An Irish Village

Saturday, December 10, 2011

New novel based on the life of Michael Dwyer.

Citizen Dwyer is a recently-published novel by Sean McCarthy, which follows the adventurous and torturous life of the renowned rebel leader Michael Dwyer. Sean McCarthy, the author of works such as When Jolie met Christie, is a playwright and novelist, who has also written for television, and his new novel has all the ingredients necessary to make it a historical blockbuster. McCarthy evidently did much research into the period spanning the late eighteenth and early nineteenth centuries. He skilfully recreates the atmosphere of the time, capturing both the worlds of the powerful elite and the downtrodden masses very well. He paints excellent pictures in words of Ireland and Australia – both of which are utterly believable and neither of which is easily forgotten.

McCarthy’s writing skills do not stop there however, as he has successfully endowed his characters with credible traits and motives for their actions – in short, he has breathed life into characters who lived two centuries ago. The story of Michael Dwyer is gradually revealed, starting in Wicklow and taking the reader through the turbulent years of the 1798 rebellion and its aftermath, when Dwyer and his band of rebels successfully resisted Crown forces in the Wicklow Mountains for over five years. The dialogue between the principal characters, such as Dwyer and Hugh Vesty Byrne, is pithy, earthy and plausible, adding tremendously to the pleasure of reading a good story well told.
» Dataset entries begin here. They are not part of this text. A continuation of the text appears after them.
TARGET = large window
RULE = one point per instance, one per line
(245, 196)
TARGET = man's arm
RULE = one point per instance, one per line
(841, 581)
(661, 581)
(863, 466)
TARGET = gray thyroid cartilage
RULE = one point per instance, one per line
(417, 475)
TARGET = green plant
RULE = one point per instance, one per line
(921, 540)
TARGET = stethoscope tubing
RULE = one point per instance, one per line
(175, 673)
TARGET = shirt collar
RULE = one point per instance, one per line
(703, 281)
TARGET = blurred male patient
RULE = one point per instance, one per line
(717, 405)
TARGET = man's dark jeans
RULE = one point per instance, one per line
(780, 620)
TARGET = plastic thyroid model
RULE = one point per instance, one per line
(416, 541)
The storyline moves on and the action switches to Australia, a raw and vibrant penal colony, following Dwyer’s cessation of military operations and his transportation to the new land. This part of the novel follows Dwyer’s many Australian adventures, and his battle with his increasing reliance on alcohol. Dwyer’s inner demons are laid bare as the plot unfolds, and perhaps McCarthy’s greatest triumph is his depiction of Dwyer as a man at war with himself; a man who has sought and eventually gained freedom – from everybody but himself. There is no doubt that this novel works very well at the human as well as the historical level. Dwyer’s story becomes part of a greater literary mechanism – the struggle of man against his own weakness and his inability to escape from himself – and Citizen Dwyer portrays this aspect of the human condition every bit as skilfully as it places Michael Dwyer in the context of the historical backdrop of his times.
The book is published in Dublin by New Island books, with support from the Arts Council. It is an attractive paperback of 354 pages, which captures the imagination of the reader, and should be under the Christmas tree of anyone with an interest in the period, in Irish history generally, in County Wicklow – or just with an interest in the pleasure of reading a good book with a fine storyline and a depth of insight into the human condition. I heartily recommend it to everyone, and wish it every success.